IMMUNOLOGICAL STUDIES WITH THE VIRUS OF INFECTIOUS LARYNGOTRACHEITIS OF FOWLS USING THE DEVELOPING EGG TECHNIQUE

J Exp Med. 1936 Apr 30;63(5):685-701. doi: 10.1084/jem.63.5.685.

Abstract

(1) The technique of chorioallantoic membrane inoculation has been applied to the study of the virus of infectious laryngotracheitis as it occurs amongst Australian poultry. (2) When suitably diluted suspensions of virus are inoculated, isolated foci or pocks appear whose macroscopic form and histological structure is characteristic.
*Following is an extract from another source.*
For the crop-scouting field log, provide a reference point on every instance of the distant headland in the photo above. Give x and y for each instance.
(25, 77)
The numbers of these foci may be used as a measure of the amount of virus present. (3) Two distinct types of focus are produced by laryngotracheitis strains, one being characteristic of epizootic strains from New South Wales and from America, the other of a Victorian strain which is of very low virulence for fowls. (4) No qualitative antigenic differences can be detected amongst these strains but the epizootic strains are more readily neutralised by immune serum than the enzootic Victorian strain. (5) A study of the inactivation of the virus by immune serum shows that (a) the process of inactivation requires time for its completion in vitro; (b) the proportionate reduction in titre produced by a given concentration of antiserum is independent of the initial virus concentration; (c) reactivation by dilution is readily demonstrable; (d) virus in the presence of small concentrations of immune serum producing only a slight inactivating effect is rendered incapable of passing a gradocol membrane normally permeable to it; (e) the foci produced from partially neutralised virus suspensions are smaller than normal, suggesting delay in the initiation of foci. (6) These findings bring the neutralisation of a typical virus by immune serum completely into line with the phage-antiphage reaction as described by Andrewes and Elford.